Re-exported predicates
The following predicates are exported from this file while their implementation is defined in imported modules or non-module files loaded by this module.
unicode_script(+Code:integer, -Script:atom) is semidet- True when Script is the UAX #24 Script_Property of Code. Script is a
lower-case atom of the long property value (
latin, cyrillic,
han, common, inherited, ...). Fails for code points outside
the Unicode range or with no entry in Scripts.txt.
unicode_script_extensions(+Code:integer, -Scripts:list(atom)) is semidet- Scripts is the sorted list of UAX #24 Script_Extensions of Code. For
most code points this is a singleton
[Script]. Fails for code
points outside the Unicode range and for code points with no entry
in either ScriptExtensions.txt or Scripts.txt.
unicode_identifier_status(+Code:integer, -Status:atom) is semidet- Succeeds, unifying Status with
allowed, when Code is listed in UTS
#39 IdentifierStatus.txt with status Allowed. Fails otherwise —
per UTS #39 every code point not listed there is Restricted by
default; rather than return restricted for everything else, this
predicate simply fails.
unicode_identifier_type(+Code:integer, -Types:list(atom)) is semidet- Types is the sorted list of UTS #39 Identifier_Type atoms for Code
(
recommended, inclusion, technical, obsolete, limited_use,
exclusion, not_nfkc, not_xid, default_ignorable,
deprecated, uncommon_use). Fails for code points outside the
Unicode range or with no entry in IdentifierType.txt.
unicode_skeleton(+Text, -Skeleton:atom) is det- Compute the UTS #39 §4 skeleton of Text: apply NFD, substitute each
code point with its
confusables.txt prototype string, then apply NFD
again. Two strings are confusable iff their skeletons compare equal.
unicode_confusable(+T1, +T2) is semidet- True when unicode_skeleton/2 of T1 and T2 are equal.
unicode_confusable(+T1, +T2, +Options) is semidet- As unicode_confusable/2. Options:
- ignore_intentional(+Bool)
- If
true, skip the per-character substitution when the source
and target form a pair listed in UTS #39 intentional.txt (e.g.
Latin A versus Greek capital Alpha).

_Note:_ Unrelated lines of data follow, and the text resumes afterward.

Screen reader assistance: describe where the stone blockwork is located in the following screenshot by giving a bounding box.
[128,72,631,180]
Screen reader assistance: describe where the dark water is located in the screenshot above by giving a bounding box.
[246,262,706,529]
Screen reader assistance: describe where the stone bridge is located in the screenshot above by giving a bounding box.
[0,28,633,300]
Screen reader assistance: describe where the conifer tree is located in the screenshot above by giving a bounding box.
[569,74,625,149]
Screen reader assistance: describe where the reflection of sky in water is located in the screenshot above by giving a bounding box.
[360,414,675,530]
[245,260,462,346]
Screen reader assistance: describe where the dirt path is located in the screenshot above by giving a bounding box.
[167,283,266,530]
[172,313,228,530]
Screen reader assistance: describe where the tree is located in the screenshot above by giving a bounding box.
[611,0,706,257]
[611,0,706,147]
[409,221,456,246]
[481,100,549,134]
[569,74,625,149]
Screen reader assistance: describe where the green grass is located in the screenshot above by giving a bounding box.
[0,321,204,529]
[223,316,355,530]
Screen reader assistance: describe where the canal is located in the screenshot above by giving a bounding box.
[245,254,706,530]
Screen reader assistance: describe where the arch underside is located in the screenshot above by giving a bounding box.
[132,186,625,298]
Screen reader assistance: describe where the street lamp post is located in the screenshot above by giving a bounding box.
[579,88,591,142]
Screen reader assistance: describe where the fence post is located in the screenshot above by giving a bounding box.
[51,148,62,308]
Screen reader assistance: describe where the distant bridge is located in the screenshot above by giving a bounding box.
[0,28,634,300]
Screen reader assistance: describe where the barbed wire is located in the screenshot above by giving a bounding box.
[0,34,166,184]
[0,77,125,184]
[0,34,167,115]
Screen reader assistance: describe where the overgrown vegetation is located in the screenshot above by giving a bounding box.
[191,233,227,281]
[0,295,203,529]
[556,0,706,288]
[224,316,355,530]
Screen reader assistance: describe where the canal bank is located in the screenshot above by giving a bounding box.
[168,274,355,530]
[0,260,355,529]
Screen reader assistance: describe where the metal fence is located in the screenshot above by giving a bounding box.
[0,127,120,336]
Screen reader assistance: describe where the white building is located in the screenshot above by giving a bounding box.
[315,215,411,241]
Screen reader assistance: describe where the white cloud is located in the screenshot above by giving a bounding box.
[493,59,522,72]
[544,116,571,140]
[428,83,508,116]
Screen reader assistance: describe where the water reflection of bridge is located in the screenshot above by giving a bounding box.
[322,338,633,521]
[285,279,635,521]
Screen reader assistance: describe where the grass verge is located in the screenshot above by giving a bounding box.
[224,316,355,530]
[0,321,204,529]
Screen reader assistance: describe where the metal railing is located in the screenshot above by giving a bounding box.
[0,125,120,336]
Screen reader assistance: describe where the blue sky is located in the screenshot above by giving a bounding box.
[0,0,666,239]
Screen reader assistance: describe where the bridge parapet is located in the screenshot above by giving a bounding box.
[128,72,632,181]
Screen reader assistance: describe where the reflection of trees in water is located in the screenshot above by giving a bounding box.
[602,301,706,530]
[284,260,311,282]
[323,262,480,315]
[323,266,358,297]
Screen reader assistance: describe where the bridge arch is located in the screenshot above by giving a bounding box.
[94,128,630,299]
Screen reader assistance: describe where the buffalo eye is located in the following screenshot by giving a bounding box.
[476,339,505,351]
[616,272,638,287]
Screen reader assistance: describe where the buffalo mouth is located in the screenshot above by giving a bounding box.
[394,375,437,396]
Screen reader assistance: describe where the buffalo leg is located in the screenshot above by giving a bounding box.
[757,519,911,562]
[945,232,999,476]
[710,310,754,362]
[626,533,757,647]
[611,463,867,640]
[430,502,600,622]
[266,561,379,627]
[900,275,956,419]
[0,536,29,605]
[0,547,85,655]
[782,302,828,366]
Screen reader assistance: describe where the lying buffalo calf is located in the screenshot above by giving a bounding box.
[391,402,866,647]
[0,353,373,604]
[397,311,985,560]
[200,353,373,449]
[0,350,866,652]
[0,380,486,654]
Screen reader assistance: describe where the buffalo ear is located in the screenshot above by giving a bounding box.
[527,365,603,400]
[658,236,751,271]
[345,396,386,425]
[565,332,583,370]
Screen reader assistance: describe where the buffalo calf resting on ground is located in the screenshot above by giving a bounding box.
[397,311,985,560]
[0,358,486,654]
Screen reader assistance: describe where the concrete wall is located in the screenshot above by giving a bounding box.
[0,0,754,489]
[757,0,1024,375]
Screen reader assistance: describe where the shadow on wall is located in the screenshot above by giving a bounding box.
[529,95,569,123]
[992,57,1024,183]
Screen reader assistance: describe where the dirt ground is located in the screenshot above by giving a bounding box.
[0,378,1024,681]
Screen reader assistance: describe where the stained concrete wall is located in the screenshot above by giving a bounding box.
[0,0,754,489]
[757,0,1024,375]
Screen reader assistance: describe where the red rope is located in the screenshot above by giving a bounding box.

Default false.
unicode_resolved_scripts(+Text, -Scripts:list(atom)) is det- Scripts is the UTS #39 §5.1 resolved augmented Script_Extensions set
of Text: the intersection of
augscx(c) over all
non-Common/non-Inherited characters, with the augmentation rules for
Han, Hiragana, Katakana, Hangul and Bopomofo applied. The empty list
signals a mixed-script string.
unicode_restriction_level(+Text, -Level:atom) is det- Classify Text under UTS #39 §5.2 at the most restrictive level for
which it qualifies. Level is one of:
ascii_only — every code point in U+0020..U+007E and Allowed.
single_script — augmented resolved-script-set non-empty and
every code point Allowed.
highly_restrictive — covered by Latin plus one of Hanb,
Jpan or Kore (UTS #39 §5.1 augmented profiles).
moderately_restrictive — covered by Latin plus a single
non-Latin Recommended script (Cyrl or Grek).
minimally_restrictive — every code point has Identifier_Type
in {recommended, inclusion}.
unrestricted — otherwise.
A linter that walks source clauses and reports atoms with the
confusability issues above is registered in library(check) itself
(predicate list_confusable_identifiers/0); see the
library(check) documentation for details.